Ce Found star sound n’échappe pas à la règle (bien que les morceaux soient plus courts que d’habitude). Bower y superpose guitares bourdonnantes, orgues, violon, voix lointaines, flûtes, clochettes et mini-percussions qui évoquent comme souvent un chaman à moitié clochard habitant en banlieue en pleine cérémonie d’invocation d’êtres mystérieux et sales. A mi-chemin entre Moondog et Gaston Chaissac, entre l’impro d’avant-garde et l’art brut, le tout mâtiné d’un mysticisme étrange et intemporel, la musique de Sunroof est pleine d’une poésie sauvage et autiste. A cet égard, le titre du disque, particulièrement beau (« son d’étoile trouvé ») évoque bien l’univers de Bower. Douze titres sur ce nouvel opus, à la qualité sonore inégale (si on peut parler de qualité sonore), évidemment mixés à la hache (un titre s’arrête quand il appuie sur la touche « stop ») mais généralement très réussis. Sweet pacification rappelle ainsi une répétition du Velvet Underground sans Moe Tucker, et le génial Pink werewolf (le loup-garou rose !) fait s’entrechoquer des guitares maltraitées sur une boucle d’orgue acide distordue. Sunroof aurait été plus à l’aise à San Francisco en 1967. Aujourd’hui, si écouter cette musique relève parfois de l’épreuve, l’apprivoiser ouvre la porte aux plaisirs subtils de l’hypnose sonore bruyante. Les dix minutes de Pink stream 2 ou les treize minutes de Betsy braves the billows semblent réellement provenir d’ailleurs, d’un endroit non identifié auquel elles peuvent conduire tout auditeur suffisamment disposé à y aller faire un tour…

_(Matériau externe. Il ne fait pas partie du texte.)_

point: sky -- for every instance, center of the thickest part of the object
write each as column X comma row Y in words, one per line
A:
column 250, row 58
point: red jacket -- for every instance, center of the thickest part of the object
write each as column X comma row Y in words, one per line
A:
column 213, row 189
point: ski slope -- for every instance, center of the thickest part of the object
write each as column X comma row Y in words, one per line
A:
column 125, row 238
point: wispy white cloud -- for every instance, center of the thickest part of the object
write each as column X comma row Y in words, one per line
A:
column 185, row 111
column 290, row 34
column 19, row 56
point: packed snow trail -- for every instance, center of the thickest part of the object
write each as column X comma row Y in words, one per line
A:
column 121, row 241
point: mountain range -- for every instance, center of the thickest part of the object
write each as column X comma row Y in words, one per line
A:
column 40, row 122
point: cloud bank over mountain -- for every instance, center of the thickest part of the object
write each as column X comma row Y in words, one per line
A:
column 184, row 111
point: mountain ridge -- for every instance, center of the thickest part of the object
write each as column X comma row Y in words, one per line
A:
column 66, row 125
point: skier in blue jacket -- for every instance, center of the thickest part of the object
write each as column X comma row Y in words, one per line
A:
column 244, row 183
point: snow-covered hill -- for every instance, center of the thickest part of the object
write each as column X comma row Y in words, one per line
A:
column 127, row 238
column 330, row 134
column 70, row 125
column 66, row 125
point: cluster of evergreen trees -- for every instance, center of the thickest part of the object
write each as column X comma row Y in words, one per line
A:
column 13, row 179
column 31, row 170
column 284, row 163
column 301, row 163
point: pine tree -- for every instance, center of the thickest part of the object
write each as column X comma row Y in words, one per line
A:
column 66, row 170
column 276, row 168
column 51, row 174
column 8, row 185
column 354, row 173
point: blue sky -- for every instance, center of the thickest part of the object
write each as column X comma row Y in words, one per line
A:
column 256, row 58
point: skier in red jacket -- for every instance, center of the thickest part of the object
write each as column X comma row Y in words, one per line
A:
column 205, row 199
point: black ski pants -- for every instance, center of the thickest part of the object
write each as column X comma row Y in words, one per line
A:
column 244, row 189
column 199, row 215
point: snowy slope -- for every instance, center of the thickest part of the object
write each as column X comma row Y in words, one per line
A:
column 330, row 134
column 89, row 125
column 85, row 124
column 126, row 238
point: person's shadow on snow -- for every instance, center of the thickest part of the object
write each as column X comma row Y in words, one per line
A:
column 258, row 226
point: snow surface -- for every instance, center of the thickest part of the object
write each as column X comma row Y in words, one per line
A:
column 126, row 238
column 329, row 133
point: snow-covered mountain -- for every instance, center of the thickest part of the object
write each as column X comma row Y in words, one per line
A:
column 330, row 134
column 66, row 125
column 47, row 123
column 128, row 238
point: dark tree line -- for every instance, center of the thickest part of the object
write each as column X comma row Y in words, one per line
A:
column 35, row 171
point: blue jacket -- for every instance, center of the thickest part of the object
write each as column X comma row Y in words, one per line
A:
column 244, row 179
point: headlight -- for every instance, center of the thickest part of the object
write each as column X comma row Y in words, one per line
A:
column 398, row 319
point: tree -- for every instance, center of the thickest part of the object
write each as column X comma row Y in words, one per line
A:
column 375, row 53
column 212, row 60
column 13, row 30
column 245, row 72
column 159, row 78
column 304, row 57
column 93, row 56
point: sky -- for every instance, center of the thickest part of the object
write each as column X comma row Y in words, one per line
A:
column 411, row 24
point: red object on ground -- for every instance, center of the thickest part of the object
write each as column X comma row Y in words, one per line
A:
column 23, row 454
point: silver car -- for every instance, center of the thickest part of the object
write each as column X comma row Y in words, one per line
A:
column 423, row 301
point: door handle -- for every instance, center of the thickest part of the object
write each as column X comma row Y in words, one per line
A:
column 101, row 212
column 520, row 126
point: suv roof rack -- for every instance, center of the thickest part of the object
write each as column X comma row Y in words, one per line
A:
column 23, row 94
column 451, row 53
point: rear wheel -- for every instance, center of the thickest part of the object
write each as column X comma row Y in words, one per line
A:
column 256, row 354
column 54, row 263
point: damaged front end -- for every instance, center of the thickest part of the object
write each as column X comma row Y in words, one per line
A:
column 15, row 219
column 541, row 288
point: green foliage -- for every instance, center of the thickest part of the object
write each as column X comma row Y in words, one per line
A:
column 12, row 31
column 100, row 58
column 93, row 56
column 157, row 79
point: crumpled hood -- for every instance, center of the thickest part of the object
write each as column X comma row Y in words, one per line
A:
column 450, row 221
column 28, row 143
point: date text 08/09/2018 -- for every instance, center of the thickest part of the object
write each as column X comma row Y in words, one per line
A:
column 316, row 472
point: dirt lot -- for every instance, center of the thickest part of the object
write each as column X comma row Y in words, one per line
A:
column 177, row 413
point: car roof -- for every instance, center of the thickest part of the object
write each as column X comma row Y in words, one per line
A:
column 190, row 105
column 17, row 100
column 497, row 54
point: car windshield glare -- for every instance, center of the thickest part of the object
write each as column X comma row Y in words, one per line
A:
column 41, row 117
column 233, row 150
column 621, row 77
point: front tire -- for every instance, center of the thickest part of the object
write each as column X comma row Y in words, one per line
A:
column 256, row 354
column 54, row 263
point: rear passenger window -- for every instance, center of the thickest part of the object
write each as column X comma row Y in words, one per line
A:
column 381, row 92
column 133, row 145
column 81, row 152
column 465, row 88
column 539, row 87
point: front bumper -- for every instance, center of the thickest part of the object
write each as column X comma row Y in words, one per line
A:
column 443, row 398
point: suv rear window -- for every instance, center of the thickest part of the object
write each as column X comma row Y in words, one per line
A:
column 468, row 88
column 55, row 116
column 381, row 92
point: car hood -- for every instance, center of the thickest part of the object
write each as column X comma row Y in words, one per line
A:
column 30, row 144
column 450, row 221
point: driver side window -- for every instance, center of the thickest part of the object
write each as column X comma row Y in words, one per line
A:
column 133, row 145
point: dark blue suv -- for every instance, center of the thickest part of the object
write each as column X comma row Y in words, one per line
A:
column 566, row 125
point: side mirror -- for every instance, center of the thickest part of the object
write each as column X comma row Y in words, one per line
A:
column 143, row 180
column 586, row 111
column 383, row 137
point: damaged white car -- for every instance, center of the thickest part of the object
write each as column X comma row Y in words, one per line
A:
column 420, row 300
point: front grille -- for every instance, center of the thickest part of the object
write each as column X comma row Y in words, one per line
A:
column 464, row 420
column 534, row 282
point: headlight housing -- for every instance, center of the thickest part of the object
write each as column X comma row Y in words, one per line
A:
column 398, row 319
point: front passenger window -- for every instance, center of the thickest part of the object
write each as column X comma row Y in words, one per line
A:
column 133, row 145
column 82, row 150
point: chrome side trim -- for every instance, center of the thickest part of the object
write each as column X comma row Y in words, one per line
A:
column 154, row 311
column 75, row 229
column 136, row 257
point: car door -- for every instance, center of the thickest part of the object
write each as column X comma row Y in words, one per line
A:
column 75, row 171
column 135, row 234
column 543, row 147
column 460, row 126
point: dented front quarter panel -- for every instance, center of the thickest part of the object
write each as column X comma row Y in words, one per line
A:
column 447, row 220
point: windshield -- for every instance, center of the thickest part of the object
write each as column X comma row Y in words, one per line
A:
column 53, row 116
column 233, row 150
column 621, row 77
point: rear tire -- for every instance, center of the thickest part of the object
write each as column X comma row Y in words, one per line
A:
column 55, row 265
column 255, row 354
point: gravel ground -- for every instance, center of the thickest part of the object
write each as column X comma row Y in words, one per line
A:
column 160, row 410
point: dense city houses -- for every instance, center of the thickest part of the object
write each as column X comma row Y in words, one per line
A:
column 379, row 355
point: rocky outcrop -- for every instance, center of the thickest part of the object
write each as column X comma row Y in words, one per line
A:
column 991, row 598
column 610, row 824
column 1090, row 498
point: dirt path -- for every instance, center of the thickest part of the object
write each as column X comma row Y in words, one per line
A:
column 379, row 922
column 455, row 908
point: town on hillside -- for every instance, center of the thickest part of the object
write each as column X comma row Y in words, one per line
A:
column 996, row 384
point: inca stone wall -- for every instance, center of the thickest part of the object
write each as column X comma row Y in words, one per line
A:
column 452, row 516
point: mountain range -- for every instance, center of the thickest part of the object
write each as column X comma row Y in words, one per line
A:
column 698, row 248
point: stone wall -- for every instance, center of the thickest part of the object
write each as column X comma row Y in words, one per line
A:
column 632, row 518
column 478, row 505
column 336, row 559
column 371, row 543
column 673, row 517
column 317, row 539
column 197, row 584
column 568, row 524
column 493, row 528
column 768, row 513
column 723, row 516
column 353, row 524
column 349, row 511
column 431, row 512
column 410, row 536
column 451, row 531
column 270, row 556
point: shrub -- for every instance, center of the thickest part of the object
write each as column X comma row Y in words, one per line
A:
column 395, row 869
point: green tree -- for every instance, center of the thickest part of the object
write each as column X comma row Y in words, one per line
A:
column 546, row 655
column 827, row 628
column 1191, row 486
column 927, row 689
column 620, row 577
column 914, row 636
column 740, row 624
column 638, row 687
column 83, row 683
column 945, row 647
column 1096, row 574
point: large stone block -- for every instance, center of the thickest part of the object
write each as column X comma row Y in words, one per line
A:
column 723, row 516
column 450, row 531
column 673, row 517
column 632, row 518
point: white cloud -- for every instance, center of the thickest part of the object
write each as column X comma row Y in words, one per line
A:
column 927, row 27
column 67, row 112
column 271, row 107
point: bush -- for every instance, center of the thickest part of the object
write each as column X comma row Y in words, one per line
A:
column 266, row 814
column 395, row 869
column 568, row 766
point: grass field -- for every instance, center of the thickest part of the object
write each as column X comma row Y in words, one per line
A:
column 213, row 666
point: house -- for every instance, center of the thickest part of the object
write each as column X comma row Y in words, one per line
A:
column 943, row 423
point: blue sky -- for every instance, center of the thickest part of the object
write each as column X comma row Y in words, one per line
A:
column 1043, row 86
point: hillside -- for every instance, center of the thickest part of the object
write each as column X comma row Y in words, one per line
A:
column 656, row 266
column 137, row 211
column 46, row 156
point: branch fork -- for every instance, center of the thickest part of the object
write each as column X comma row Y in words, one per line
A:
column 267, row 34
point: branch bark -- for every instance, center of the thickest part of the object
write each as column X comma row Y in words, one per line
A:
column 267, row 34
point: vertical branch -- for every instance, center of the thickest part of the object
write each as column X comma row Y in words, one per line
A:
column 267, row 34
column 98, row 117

Pas de liner notes sur ce disque, mais on suppose que Bower est accompagné comme d’habitude par John Godbert (ex-Ramleh, autrement dit membre de la « famille ») et Neil Campbell (Vibracathedral Orchestra), que l’on a retrouvés sur la récente compilation Scenes from ringing isle, sorti sur Giardia. Pénétrer dans l’univers de Sunroof n’est pas facile. C’est un peu comme être fan de Pierre Boaistuau (1517-1566). Mais si vous êtes prêts à tenter l’expérience légèrement hallucinatoire qu’est l’écoute de cette musique, alors Found star sound sera une bonne introduction.